Sus
resultados
La rocosa selección paraguaya se ha hecho un hueco entre los grandes. En los últimos años no falta a las grandes citas, donde suele cumplir un buen papel, poniendo contra las cuerdas a las grandes selecciones del mundo. Su gran éxito lo consiguió en 1953 al proclamarse campeón de la Copa América, éxito que repitió en 1979. Alegrías que espera repetir pronto, gracias a la buena camada de jugadores que el país guaraní ha dado en la última década. Santa Cruz, Cardozo, Montiel o Cabañas forman un plantel duro y fuerte capaz de asustar a cualquiera.
La leyenda
Quizá el papel de mejor jugador paraguayo de todos los tiempos pertenece a Romerito, pero no cabe duda de que el más conocido es José Luis Chilavert. El estrambótico portero fue el ídolo de la afición guaraní y del Velez Sarsfield, equipo que defendió durante nueve años. Aunque antes de llegar a Velez, Chilavert probó suerte en el Zaragoza español.

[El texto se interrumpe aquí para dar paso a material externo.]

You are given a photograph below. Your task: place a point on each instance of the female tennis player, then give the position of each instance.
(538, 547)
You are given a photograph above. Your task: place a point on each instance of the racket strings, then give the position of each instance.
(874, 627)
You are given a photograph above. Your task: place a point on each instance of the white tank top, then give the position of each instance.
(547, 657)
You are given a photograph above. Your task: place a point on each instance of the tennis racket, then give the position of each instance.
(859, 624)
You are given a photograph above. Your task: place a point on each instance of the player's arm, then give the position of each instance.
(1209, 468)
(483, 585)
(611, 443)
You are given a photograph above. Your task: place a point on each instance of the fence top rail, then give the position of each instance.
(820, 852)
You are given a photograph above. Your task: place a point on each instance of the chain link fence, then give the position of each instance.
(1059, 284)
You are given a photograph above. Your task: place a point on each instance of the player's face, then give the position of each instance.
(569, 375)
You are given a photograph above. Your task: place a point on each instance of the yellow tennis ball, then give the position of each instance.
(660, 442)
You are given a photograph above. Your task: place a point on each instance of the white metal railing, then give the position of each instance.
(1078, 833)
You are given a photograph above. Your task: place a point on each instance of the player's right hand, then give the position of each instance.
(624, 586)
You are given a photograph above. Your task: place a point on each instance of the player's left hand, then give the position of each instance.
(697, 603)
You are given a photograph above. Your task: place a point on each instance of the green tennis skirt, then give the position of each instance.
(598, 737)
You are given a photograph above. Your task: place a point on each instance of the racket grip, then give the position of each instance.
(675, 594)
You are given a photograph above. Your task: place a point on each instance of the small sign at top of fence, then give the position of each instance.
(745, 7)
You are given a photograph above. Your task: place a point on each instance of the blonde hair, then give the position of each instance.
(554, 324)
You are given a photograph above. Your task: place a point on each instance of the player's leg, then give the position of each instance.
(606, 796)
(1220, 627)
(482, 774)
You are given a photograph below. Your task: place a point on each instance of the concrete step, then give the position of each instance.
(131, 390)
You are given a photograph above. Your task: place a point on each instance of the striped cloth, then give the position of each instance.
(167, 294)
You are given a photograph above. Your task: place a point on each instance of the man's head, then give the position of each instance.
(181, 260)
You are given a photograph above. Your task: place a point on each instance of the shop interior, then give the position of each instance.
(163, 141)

No le fue bien la experiencia europea, que repetiría una década después en el Racing de Estrasburgo, al que llegó totalmente consagrado tras su gloriosa etapa en Argentina. Allí levantó cuatro campeonatos nacionales, una Libertadores, dos Intercontinentales y una Recopa Sudamericana. Un currículum excepcional para un portero que, curiosamente, destacaba en los golpes francos. Marcó 62 goles y es el portero más goleador de la historia del fútbol. En 1996 fue elegido mejor jugador de América y se retiró en 2003.
El ídolo
Roque Santa Cruz, la gran estrella de la selección paraguaya, se desenvuelve como pez en el agua en la difícil y fría liga alemana. Con tan sólo 17 años, Santa Cruz dio el salto a la selección y al poderoso Bayern de Munich. Posee una gran potencia y es un delantero completísimo. Puede chutar con ambas piernas y es letal dentro del área. Tras superar una difícil lesión que le mantuvo una temporada fuera de las canchas, el de Asunción vuelve a ser la gran esperanza albiroja.